Department of Brain & Cognitive Sciences
Faculty of Humanities & Social Sciences

The research in the lab combines philosophical and experimental work. The latter kind is based on philosophical questions (primarily in epistemology) that are decomposed into smaller, more specific behaviourally testable questions.

Purely philosophical questions include:

  1. What is the nature of physical computation as it is conceived in cognitive explanations?
  2. How are physical computational processes individuated?
  3. What is the explanatory role of computation in cognitive explanations?
  4. How should 'information' be understood for it to play its central explanatory role in the cognitive sciences?
  5. If 'information' is understood functionally (i.e., as being receiver-dependent), can it still be scientifically legitimate and objective?
  6. What are the limitations of the ambitious project to explain behaviour, perception, and cognition using the predictive processing framework alone (i.e., the brain as a Bayesian hypothesis tester)?
  7. In what respects are knowledge-that (roughly, knowledge of facts) and knowledge-how (roughly, procedural knowledge) similar and different?
  8. Does knowledge-how amount to skillful knowledge?

Current active experimental projects focus on the relation amongst learning, skill acquisition, and automaticity.

  1. Can cognitive control improve (i.e., become faster and more accurately executed) with practice?
  2. Does the mere performance of automatic cognitive processes (e.g, reading words or numbers) improve the performance of other cognitively-controlled tasks (e.g., classification tasks)?
  3. Is such improvement confined to same-domain processing (reading words -> concept classification) or not (reading numbers -> concept classification)?
  4. Can the Stroop effect (as a paradigmatic case of automatic processing) be suppressed over time (e.g., after practicing the same task for several weeks)?
  5. How do automatisation and inhibition interact over time while practicing a particular task?
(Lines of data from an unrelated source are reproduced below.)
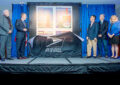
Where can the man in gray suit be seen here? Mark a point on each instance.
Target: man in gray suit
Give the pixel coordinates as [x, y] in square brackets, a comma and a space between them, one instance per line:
[5, 35]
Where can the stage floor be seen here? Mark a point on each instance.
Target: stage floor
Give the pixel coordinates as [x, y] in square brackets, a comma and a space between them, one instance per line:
[61, 65]
[65, 61]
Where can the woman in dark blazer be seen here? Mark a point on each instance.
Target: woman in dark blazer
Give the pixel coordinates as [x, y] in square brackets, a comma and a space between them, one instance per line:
[114, 35]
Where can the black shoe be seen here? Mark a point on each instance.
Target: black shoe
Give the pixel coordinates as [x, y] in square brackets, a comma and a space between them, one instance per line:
[9, 58]
[88, 56]
[2, 59]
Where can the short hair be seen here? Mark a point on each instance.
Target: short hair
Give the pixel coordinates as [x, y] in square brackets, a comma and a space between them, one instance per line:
[94, 16]
[23, 14]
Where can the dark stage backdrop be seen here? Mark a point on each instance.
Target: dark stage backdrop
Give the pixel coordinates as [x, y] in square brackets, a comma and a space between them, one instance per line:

                                                                                                                                                                                                                    

Most recent publications:

Najenson, J., Zaks-Ohayon, R, Tzelgov, J and Fresco, N. (2025) Practice makes better? The influence of increased practice on task conflict in the Stroop task. Memory & Cognition

Abstract. The Stroop task is widely used to study attentional control and cognitive flexibility. However, questions about its sensitivity to training and the impact of task conflict on attentional control remain open. We investigated the effects of practice and task conflict on attentional control in the Stroop task, with participants completing four sessions of a Stroop task over 3 weeks in low and high task-conflict conditions. Our results show that the level of task conflict had an impact only in the first session, even though participants remained sensitive to task conflict throughout all four sessions. Moreover, we found that practice reduced response times in the Stroop task, for both congruent and incongruent trials. Nevertheless, the interference between congruent and incongruent stimuli remained consistent over the 3-week period, indicating that inter-condition interference is not affected by training. Our study, therefore, suggests that the extent to which the level of task conflict modulates Stroop task performance is only partially sensitive to training. These findings provide further insights into the role of task conflict and practice in attentional control and cognitive flexibility.

Fresco, N., Artiga, M. and Wolf, M.J. (2024) Teleofunction in the Service of Computational Individuation. Philosophy of Science

Abstract. One type of computational indeterminacy arises from partitioning a system’s physical state space into state types that correspond to the abstract state types underlying the computation concerned. The mechanistic individuative strategy posits that computation can be uniquely identified through either narrow physical properties exclusively or wide, proximal properties. The semantic strategy posits that computation should be uniquely identified through semantic properties. We develop, and defend, an alternative functional individuative strategy that appeals—when needed—to wide, distal functions. We claim that there is no actual computation outside of a functional context. Desiderata for the underlying notion of teleofunction are discussed.